While I maintain my previous statement on evolution, we are seeing changes in humans. These are caused by changes in morphology (body form) created by changes of diet, medical intervention, exercise regimes and lifestyles in general. These are likely to account for the larger number of glasses wearers, and the greater number of people who have restricted vision who in previous decades would have been functionally blind. This ever-increasing population also need to be considered in our design thinking. We need to be aware of and understand the needs of this population. Their needs differ depending on their specific visual problems. A long time ago I had a client with Retinitis Pigmentosa, often characterised as tunnel vision. This degenerative condition results in ANY light source in the subject’s field of view causing totally disabling glare. Understanding this was essential to developing the project for him, as it happened a very theatrical, dynamic landscape lighting scheme. This was a very major learning exercise and has informed my design thinking and the questions I ask about users of the spaces I am designing for.
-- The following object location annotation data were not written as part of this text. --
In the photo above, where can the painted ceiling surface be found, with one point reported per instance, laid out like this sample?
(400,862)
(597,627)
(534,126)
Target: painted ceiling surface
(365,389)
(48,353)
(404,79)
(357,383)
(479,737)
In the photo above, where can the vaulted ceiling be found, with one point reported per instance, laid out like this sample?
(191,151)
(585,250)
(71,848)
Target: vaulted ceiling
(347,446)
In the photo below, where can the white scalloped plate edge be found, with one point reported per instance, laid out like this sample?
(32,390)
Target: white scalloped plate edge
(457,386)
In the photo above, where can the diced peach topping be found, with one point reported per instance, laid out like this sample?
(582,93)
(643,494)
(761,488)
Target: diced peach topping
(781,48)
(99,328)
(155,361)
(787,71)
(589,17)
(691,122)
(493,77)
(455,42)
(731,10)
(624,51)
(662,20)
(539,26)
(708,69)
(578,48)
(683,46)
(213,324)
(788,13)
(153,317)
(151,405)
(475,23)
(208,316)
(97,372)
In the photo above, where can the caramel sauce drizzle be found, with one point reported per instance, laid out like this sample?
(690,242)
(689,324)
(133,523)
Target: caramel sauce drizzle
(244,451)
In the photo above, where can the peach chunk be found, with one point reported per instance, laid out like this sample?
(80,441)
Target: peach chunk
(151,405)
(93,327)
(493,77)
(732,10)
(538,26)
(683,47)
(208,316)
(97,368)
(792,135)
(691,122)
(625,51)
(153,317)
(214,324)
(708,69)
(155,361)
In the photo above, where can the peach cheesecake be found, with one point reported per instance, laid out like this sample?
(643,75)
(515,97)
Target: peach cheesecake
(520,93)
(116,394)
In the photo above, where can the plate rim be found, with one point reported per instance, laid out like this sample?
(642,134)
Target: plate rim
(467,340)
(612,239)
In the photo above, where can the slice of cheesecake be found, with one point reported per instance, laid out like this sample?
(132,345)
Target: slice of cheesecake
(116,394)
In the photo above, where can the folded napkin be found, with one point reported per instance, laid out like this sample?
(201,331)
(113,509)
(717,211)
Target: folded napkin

This includes neurodivergent, neurodegenerative, hypersensitive and other neurological differences which affect sensory processing and mental wellbeing. We can recognise some clear diagnoses wher lighting has known impacts that are included in this group, Attention Deficit, Hyperactivity Disorder, Autism, Migraine, Epilepsy, Parkinson’s Dementia and many others. There are also many people who have hypersensitivity to lighting without specific diagnosis. We need to be mindful of people with these challenges and consider their needs in our design work. British Standards published PAS 6463:2022Design for the mind – Neurodiversity and the Built Environment which is freely downloadable and while not exhaustive at least provides some guidance with these issues.
Another aspect of lighting that is also increasingly problematic is flicker. We used to be comfortable that we could not see flicker above around 400Hz. This applied for older light sources such as incandescent or fluorescent and even high intensity discharge where there was a degree of persistence of light output. In an LED world we find that flicker and stroboscopic effects like the phantom array visible when your eye scans across a car’s taillight are in fact visible at frequencies up to 10 kHz. As switch mode power supplies that chop up electricity to control current are almost universal, we need to think whether we have another factor that could make lighting cause discomfort or worse.
As lighting designers, we need to be keenly aware of all the impacts of light on the users of the spaces and places we design. We need to keep up with both research and technological developments to make sure that we are at least doing no harm. However, we can also use our almost magical powers of illusion to create engaging, uplifting, and spiritual spaces with light.